Your four-point TFSA checklist

National Post

2015-01-17


While it may feel like you're being bombarded with RRSP ads encouraging you to make your 2014 contribution before the March 2nd deadline, don't forget about that other plan - the tax-free savings account, now in its sixth year. As of Jan. 1, you can sock away another $5,500 for 2015. Here are four TFSA tips that investors often overlook.

1. Contribution room is cumulative For individuals who have yet to open a TFSA, the cumulative total contribution room now stands at $36,500, consisting of $5,000 for calendar years 2009 through 2012 and $5,500 for 2013 through 2015. Of course, this assumes you turned 18 in at least 2009 (or earlier), the minimum age at which you can contribute to a TFSA.

2. Withdrawals can be recontributed Perhaps one of the most confusing rules is how TFSA withdrawals are treated when it comes to figuring out your contribution room.

The rule can be simplified as follows: the total dollar amount of TFSA withdrawals (which can be a mix of original contributions, income and gains on those contributions) gets added to your TFSA contribution room for the following calendar year.

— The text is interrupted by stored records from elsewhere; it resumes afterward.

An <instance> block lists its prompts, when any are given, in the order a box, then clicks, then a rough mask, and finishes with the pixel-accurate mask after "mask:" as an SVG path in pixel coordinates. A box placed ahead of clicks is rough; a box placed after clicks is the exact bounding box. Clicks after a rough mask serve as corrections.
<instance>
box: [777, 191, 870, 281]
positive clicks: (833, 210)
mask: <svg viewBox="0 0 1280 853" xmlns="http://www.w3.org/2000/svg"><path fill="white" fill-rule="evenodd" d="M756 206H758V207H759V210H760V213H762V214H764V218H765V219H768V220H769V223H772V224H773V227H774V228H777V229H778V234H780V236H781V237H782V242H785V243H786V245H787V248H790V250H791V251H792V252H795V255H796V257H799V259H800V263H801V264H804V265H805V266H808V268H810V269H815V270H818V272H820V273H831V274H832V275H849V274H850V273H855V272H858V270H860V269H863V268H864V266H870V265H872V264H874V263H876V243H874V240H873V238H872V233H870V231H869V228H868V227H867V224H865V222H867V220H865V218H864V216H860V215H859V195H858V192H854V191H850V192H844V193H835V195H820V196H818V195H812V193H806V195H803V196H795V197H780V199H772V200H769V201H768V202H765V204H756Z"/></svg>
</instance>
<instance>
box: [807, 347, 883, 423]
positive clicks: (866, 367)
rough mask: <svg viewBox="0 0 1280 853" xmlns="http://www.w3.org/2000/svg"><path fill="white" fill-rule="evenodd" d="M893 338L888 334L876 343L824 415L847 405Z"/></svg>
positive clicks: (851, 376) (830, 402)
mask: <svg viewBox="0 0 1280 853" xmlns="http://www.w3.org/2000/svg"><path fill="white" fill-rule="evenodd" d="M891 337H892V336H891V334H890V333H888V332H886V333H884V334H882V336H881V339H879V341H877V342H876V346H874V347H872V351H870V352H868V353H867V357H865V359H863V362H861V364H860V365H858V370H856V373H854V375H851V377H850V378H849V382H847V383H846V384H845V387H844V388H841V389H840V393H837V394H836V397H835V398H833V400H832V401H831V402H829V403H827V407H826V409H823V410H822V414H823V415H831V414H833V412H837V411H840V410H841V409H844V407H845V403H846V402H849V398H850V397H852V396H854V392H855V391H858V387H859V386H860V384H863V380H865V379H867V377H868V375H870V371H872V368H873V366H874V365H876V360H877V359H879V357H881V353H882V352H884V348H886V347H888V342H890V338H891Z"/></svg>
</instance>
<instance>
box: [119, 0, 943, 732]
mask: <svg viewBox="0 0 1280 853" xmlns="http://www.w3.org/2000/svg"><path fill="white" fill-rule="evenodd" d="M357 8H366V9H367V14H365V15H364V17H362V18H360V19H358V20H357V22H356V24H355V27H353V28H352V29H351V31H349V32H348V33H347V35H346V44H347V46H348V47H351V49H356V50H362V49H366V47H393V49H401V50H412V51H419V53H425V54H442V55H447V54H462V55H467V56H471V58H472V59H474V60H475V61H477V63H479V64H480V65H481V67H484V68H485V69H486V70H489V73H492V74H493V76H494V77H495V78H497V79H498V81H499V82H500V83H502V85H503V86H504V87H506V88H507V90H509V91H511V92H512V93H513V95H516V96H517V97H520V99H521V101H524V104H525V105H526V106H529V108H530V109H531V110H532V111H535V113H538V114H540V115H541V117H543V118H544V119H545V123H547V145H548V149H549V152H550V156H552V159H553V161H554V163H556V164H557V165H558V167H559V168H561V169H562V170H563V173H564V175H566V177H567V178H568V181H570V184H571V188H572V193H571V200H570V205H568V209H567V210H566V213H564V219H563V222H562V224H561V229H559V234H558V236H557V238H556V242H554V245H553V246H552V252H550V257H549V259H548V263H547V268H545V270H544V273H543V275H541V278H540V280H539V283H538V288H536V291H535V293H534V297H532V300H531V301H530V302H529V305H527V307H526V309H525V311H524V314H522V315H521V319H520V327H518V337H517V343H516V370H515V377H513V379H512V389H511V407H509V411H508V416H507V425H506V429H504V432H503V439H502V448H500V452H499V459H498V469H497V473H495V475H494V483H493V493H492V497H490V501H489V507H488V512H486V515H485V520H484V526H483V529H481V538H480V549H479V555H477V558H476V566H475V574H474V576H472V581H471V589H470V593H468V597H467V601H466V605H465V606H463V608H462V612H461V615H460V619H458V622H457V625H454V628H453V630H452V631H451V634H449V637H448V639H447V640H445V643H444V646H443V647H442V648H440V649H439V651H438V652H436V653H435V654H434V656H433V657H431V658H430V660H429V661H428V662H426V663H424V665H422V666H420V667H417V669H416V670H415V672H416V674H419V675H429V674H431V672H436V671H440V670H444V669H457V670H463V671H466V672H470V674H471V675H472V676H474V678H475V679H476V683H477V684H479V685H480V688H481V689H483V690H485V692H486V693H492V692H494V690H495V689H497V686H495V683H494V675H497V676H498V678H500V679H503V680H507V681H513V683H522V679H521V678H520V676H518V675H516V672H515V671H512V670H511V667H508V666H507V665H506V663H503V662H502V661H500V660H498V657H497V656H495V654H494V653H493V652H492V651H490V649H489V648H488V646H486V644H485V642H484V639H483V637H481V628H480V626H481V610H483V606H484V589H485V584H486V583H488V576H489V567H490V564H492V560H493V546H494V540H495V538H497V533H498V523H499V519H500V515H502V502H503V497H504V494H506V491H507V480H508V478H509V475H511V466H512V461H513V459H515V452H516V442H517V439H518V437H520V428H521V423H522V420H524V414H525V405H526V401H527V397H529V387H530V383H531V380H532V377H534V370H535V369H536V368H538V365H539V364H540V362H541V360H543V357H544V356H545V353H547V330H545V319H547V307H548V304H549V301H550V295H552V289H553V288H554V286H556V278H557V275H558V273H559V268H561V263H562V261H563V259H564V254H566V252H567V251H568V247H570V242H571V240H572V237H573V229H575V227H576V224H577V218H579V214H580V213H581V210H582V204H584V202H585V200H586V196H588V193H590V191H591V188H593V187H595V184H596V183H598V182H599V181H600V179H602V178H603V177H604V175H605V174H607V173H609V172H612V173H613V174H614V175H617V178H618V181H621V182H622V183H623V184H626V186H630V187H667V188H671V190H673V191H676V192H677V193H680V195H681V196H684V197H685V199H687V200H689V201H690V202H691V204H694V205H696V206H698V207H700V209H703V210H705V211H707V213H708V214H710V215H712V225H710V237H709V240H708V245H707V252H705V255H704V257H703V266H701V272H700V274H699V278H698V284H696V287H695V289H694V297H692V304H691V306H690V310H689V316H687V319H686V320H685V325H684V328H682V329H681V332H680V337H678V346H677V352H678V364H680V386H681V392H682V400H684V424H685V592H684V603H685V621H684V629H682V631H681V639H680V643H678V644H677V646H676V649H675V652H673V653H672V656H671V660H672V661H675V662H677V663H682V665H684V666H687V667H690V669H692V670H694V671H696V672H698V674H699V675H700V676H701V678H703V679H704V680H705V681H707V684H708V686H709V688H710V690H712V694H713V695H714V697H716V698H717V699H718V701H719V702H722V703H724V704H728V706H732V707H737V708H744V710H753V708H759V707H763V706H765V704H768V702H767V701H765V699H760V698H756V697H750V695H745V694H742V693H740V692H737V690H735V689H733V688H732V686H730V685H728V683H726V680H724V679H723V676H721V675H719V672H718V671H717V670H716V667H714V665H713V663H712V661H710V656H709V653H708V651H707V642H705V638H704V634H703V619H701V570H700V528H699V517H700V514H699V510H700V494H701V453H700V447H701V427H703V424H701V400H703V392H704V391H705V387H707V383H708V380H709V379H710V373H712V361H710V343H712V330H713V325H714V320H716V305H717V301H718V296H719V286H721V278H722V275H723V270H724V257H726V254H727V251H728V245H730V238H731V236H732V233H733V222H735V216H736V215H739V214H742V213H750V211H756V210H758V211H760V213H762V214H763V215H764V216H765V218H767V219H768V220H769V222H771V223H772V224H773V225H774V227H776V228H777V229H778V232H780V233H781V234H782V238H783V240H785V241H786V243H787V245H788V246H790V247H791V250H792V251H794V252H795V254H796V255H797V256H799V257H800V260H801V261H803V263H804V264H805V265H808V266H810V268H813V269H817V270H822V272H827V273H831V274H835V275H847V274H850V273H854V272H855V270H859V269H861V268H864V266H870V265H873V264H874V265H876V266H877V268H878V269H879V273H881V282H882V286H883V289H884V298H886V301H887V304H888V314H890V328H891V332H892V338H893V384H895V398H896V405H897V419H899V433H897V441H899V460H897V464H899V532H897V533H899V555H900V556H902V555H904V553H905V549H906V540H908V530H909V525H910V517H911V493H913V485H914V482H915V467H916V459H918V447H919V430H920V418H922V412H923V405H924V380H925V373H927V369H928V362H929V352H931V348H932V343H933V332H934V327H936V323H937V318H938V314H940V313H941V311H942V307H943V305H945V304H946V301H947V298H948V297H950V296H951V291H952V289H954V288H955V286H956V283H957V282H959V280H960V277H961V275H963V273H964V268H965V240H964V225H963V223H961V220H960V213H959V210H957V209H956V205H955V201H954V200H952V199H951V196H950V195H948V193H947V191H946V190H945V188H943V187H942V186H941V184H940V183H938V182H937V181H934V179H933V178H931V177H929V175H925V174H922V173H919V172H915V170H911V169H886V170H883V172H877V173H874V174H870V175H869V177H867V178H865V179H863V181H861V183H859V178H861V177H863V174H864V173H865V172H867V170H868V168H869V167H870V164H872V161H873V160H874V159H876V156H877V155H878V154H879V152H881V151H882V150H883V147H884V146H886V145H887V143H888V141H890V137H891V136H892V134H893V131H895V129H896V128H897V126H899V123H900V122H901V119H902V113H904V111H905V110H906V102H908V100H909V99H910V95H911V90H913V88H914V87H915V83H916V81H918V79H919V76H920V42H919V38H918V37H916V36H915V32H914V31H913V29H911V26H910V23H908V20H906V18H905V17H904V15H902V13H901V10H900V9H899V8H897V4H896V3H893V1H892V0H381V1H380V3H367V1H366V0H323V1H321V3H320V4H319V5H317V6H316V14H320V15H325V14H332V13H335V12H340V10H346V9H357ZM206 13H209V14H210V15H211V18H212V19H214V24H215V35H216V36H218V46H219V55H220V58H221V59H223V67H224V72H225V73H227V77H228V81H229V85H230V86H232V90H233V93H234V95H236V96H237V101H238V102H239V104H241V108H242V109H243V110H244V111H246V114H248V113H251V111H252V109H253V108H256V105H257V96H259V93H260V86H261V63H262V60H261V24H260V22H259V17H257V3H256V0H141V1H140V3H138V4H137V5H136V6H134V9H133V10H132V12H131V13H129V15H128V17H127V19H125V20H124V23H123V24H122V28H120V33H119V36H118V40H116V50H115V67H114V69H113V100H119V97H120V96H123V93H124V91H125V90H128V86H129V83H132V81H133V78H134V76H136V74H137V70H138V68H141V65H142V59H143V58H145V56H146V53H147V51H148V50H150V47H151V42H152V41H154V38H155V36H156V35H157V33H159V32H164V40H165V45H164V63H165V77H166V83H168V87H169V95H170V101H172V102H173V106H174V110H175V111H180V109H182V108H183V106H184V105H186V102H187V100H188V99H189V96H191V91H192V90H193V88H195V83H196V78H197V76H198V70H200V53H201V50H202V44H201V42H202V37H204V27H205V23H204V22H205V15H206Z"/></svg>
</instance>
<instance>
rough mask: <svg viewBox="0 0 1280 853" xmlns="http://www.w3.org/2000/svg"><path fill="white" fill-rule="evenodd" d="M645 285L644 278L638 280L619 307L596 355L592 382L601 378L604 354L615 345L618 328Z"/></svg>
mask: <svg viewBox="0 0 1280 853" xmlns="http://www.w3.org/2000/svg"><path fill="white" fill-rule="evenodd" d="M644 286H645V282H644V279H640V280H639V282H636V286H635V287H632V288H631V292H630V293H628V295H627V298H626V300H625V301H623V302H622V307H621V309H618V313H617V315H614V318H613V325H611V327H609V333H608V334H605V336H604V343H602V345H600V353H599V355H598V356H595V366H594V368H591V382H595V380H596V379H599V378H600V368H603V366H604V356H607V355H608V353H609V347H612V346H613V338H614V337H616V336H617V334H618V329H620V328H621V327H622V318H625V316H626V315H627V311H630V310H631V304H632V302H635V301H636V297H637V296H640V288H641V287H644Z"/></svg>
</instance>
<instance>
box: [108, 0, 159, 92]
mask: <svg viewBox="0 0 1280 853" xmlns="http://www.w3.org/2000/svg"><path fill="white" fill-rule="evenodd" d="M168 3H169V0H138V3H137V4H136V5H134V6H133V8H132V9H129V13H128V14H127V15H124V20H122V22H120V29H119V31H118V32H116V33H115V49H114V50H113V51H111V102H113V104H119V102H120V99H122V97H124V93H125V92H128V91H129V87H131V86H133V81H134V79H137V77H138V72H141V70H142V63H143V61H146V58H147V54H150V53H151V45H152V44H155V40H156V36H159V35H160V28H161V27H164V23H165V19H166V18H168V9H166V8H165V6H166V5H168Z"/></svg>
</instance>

Still confused? Let's say Katy contributed the maximum of $36,500 to her TFSA. On May 1, 2015, when her TFSA is worth $50,000, Katy decides to buy a new car and withdraws the full amount. Katy's TFSA contribution limit for 2016 will therefore be $55,500, consisting of the $50,000 withdrawn in 2015 plus the 2016 annual amount, assumed to be another $5,500.

If Katy were to contribute anything further in 2015, however, she will pay a penalty tax as she will not have the contribution room until next year.

3. Contributions "in-kind" If you don't have the cash lying around to fund your 2015 contribution, don't forget that you can contribute to your TFSA "in-kind" by transferring in securities from your non-registered account.

But keep in mind that if you are contributing a security with an accrued capital gain, a contribution in-kind will give rise to an immediate capital gain.

Unfortunately, the reverse is not true. If you are contributing an asset with an accrued loss to your TFSA, that loss will be denied.

A better strategy would be to dispose of the underwater security first, recognize the capital loss, and contribute the proceeds of sale to your TFSA. Then, if you want to buy back that original security (in the hopes that it will rise), be sure to wait 30 days. If you don't, your capital loss will be disallowed. The "superficial loss" rule in the Tax Act doesn't permit you to claim a capital loss if you buy back the same security, either directly or in your RRSP, RRIF or TFSA, within that 30-day period.

4. You can keep your TFSA if you leave Canada Should you ever leave Canada and become a non-resident, there's no need to close your TFSA. From Canada's perspective, you can keep your TFSA and you won't pay Canadian tax on earnings or growth in the account, nor will you be taxed on withdrawals from your TFSA. Note that you won't generate any new TFSA contribution room for any calendar year throughout which you're a non-resident.

However, any withdrawals made while you're a non-resident will be added back to your TFSA contribution room in the following year (as discussed above) but will only be available to you if you move back to Canada.